L’espoir aura été bref. Et fragile. Les discussions indirectes entre Washington et Téhéran, menées sous la médiation du Sultanat d’Oman, semblaient ouvrir une fenêtre, étroite mais réelle, vers une désescalade. Elle s’est refermée brutalement. Les dernières frappes américaines contre l’Iran ont ravivé les tensions dans une région déjà sous pression, avec des conséquences encore difficiles à mesurer, ce que déplore l’Algérie.

Dans ce contexte lourd, l’Algérie a donc choisi de prendre la parole. Un communiqué officiel du ministère des Affaires étrangères, publié dans la soirée de samedi, exprime une inquiétude claire face à l’évolution de la situation et met en garde contre un engrenage sécuritaire aux effets imprévisibles.

Escalade USA-Iran : l’Algérie appelle à la retenue

Le message algérien est sobre. Et volontairement mesuré. Alger regrette l’échec des négociations irano-américaines, perçues comme une opportunité pour éviter une confrontation directe, et alerte sur le risque d’une montée des tensions dans l’ensemble de la région du Golfe.

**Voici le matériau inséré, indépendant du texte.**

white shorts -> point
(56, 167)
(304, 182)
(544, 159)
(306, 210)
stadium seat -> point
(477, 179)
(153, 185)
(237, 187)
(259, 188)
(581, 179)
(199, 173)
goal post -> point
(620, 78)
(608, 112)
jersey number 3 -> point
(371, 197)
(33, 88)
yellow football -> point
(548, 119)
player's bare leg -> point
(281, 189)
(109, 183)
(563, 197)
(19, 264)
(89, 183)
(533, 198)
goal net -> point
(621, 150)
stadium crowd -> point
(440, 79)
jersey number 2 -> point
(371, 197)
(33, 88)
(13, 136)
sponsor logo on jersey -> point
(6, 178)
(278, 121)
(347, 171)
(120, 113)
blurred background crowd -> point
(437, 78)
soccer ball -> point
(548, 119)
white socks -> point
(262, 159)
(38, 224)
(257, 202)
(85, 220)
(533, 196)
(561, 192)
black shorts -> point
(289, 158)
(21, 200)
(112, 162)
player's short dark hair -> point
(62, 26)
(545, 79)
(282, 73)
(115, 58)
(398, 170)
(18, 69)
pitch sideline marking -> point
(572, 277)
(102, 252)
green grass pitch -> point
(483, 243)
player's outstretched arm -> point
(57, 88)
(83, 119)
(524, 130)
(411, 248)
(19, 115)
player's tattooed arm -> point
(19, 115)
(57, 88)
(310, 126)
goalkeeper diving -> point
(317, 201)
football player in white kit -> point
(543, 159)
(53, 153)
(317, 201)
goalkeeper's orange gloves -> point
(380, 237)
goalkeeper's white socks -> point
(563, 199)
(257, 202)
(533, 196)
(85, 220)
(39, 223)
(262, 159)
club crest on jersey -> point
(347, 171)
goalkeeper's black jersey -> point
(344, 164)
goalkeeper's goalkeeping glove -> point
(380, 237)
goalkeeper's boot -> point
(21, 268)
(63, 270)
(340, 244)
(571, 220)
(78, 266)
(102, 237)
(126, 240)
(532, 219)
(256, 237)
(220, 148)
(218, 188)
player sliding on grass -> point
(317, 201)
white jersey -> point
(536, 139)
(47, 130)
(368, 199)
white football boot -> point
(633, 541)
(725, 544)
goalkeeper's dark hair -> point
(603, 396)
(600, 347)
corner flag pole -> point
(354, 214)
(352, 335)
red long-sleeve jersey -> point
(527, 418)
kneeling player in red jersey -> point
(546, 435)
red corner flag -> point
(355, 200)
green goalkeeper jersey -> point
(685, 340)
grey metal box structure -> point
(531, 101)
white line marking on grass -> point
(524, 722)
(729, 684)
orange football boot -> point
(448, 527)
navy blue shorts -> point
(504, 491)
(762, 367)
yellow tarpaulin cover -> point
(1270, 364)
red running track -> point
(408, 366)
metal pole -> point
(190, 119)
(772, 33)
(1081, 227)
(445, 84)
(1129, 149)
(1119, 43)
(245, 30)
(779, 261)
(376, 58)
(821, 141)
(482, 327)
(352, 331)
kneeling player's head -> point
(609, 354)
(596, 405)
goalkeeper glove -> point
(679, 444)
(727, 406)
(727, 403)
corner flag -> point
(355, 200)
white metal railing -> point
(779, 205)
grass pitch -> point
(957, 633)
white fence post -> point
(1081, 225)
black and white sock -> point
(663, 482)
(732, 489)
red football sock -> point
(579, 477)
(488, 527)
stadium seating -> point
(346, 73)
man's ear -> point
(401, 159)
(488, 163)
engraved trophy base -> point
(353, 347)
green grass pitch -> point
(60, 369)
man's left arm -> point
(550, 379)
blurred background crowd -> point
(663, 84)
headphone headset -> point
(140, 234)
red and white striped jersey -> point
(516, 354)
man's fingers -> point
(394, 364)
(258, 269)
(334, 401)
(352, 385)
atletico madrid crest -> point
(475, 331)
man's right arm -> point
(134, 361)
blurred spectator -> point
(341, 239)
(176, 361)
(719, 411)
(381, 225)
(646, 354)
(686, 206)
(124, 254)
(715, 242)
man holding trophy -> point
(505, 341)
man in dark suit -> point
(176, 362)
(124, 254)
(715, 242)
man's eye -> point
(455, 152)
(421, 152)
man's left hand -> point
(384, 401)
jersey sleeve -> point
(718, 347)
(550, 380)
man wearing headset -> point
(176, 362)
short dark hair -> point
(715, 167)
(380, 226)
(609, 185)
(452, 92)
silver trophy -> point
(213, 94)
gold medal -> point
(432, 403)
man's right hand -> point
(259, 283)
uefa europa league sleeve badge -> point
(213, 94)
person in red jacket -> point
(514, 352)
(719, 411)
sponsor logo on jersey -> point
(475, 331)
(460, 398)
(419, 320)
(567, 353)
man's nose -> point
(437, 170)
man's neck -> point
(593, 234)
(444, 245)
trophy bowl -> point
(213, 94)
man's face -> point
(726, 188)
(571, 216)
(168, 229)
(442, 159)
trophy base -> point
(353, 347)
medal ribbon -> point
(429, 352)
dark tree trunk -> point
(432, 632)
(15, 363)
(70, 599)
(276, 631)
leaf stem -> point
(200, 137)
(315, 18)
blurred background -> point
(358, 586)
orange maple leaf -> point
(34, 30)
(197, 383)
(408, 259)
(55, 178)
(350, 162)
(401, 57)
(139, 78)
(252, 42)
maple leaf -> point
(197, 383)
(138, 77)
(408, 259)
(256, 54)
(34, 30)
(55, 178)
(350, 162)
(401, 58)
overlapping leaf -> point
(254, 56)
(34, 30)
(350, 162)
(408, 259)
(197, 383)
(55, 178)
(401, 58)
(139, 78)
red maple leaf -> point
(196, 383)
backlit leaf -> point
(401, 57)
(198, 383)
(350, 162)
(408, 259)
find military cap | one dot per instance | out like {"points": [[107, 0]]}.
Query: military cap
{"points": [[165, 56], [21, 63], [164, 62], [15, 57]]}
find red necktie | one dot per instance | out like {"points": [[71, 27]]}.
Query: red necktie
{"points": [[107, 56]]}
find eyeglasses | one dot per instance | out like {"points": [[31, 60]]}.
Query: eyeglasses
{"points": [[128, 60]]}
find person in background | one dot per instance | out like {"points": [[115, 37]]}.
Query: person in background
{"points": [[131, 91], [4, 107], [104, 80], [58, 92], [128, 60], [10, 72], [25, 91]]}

En clair, l’Algérie plaide pour un retour au calme, en appelant toutes les parties, que ce soit les Américains ou l’Iran, à faire preuve de retenue et de responsabilité. Une position qui s’inscrit dans la tradition diplomatique algérienne : privilégier les solutions politiques, refuser les logiques de force, éviter l’embrasement régional.

Difficile de ne pas y voir un signal adressé à l’ensemble des acteurs concernés, dans un contexte où chaque décision peut peser lourd sur la stabilité énergétique, économique et humaine de la zone.

Réunion d’urgence à l’AIEA, inquiétudes autour du nucléaire

Sur le plan international, les répercussions ne se sont pas fait attendre. Le Conseil des gouverneurs de l’Agence internationale de l’énergie atomique a convoqué une réunion d’urgence, à la demande de la Russie. Objectif : faire le point sur la situation après les frappes menées par les États-Unis et Israël sur le territoire iranien.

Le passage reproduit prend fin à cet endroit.